Background
The SQL Server error log has a wealth of information contained inside.
Sometimes it is too much, sometimes it is not enough. And then situations occur
when you do not know if there is enough in the log or not until well after you
have a resolution. In my opinion, things are even more complex with 2005, as
there seems to be a lot of messages that end with "This is an
informational message only; no user action is required." If that is the
case, then I may or may not want to be alerted about this, right? User action
may not be "required", but what if it is actually
"desired"?
Like many shops, we developed an in-house system for monitoring our database
servers. Built over the past two years, the system is called DBA_Perform.

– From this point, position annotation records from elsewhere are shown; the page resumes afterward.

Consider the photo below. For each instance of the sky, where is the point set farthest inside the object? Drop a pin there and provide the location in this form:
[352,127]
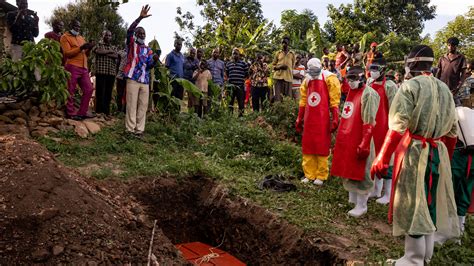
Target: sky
[162,25]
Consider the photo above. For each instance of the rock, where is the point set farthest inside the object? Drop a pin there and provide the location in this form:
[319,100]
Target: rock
[13,106]
[40,255]
[53,120]
[57,249]
[59,113]
[32,124]
[143,220]
[92,127]
[35,118]
[43,108]
[81,130]
[6,119]
[26,106]
[20,121]
[47,214]
[12,114]
[34,112]
[65,127]
[39,132]
[14,130]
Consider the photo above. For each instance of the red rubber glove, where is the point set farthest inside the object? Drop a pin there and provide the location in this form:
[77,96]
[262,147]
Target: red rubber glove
[380,164]
[450,145]
[335,118]
[363,150]
[299,120]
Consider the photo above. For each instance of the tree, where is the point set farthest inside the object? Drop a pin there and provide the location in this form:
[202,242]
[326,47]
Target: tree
[461,27]
[228,24]
[404,18]
[92,24]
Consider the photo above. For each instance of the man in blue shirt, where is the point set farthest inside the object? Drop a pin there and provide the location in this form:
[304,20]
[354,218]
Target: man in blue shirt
[175,62]
[140,60]
[217,68]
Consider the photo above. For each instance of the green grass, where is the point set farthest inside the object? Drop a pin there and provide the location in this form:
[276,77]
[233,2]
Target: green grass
[237,153]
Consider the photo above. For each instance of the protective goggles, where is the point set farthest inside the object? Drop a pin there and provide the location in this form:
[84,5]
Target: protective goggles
[376,67]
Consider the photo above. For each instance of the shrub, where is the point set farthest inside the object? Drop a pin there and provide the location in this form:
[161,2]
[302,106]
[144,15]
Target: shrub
[39,73]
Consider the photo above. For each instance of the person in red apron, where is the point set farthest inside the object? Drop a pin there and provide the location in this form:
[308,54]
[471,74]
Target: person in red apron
[386,89]
[422,133]
[354,151]
[320,94]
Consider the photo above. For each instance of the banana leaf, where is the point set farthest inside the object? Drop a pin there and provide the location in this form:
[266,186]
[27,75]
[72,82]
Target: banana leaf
[190,87]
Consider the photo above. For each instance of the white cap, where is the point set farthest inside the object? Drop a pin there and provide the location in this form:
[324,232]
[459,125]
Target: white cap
[314,62]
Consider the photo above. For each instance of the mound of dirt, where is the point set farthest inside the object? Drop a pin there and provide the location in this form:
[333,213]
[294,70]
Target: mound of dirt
[51,214]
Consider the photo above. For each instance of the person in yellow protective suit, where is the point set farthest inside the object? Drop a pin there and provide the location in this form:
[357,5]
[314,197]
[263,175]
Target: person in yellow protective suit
[320,95]
[386,89]
[422,130]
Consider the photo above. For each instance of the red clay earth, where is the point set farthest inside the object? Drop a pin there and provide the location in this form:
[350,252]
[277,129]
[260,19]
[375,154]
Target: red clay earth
[51,214]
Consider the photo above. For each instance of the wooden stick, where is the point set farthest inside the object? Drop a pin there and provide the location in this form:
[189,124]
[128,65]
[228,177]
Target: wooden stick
[151,243]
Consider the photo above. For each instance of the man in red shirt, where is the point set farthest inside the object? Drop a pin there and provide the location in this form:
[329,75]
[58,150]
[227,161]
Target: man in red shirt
[452,66]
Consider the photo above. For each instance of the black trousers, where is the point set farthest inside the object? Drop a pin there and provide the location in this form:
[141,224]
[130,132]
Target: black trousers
[121,86]
[238,92]
[178,90]
[103,93]
[259,95]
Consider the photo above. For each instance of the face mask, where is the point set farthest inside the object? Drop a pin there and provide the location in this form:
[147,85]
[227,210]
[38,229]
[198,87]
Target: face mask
[375,74]
[139,40]
[354,84]
[314,72]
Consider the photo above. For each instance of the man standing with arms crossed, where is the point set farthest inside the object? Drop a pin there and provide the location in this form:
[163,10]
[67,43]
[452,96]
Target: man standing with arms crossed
[283,66]
[140,60]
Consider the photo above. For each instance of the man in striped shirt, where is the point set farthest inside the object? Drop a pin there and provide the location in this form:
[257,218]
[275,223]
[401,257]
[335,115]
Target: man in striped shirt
[298,76]
[237,71]
[140,59]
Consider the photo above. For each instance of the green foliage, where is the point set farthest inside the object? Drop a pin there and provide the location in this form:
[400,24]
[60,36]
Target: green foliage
[228,24]
[95,17]
[39,73]
[461,27]
[452,251]
[303,30]
[238,153]
[282,116]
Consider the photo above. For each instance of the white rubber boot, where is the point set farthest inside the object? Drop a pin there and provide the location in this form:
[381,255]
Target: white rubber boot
[415,251]
[462,221]
[353,197]
[387,187]
[377,192]
[361,206]
[429,245]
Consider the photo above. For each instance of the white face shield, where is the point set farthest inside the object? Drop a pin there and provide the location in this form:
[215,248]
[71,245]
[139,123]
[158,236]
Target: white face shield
[408,61]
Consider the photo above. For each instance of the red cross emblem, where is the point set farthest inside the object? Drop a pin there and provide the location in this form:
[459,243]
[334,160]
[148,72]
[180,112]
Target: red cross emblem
[314,99]
[347,110]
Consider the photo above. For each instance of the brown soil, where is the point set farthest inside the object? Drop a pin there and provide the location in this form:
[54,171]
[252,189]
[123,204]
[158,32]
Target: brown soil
[51,214]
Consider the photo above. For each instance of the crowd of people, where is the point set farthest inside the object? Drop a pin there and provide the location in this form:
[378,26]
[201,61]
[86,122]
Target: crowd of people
[396,136]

One of the very first items we incorporated
into DBA_Perform was the error log scan. Code for all
of the tables and stored procedures for the solution can be found in the
downloadable zip files. There is also a readme file
included to assist with your implementation. I have tried to keep things as
general as possible, but some additional modifications may be necessary based
upon your specific environment.
The Need To Know
I believe that many shops have processes in place to scan the logs for
review. Some shops are small enough (less than ten total servers) that no
process is really necessary because they can simply review the logs by hand as
needed. However, I would argue that using an automated process to scan the log
periodically is the smart thing to do, so that you can be alerted should
something occur. That is exactly what we set out to build over two years ago.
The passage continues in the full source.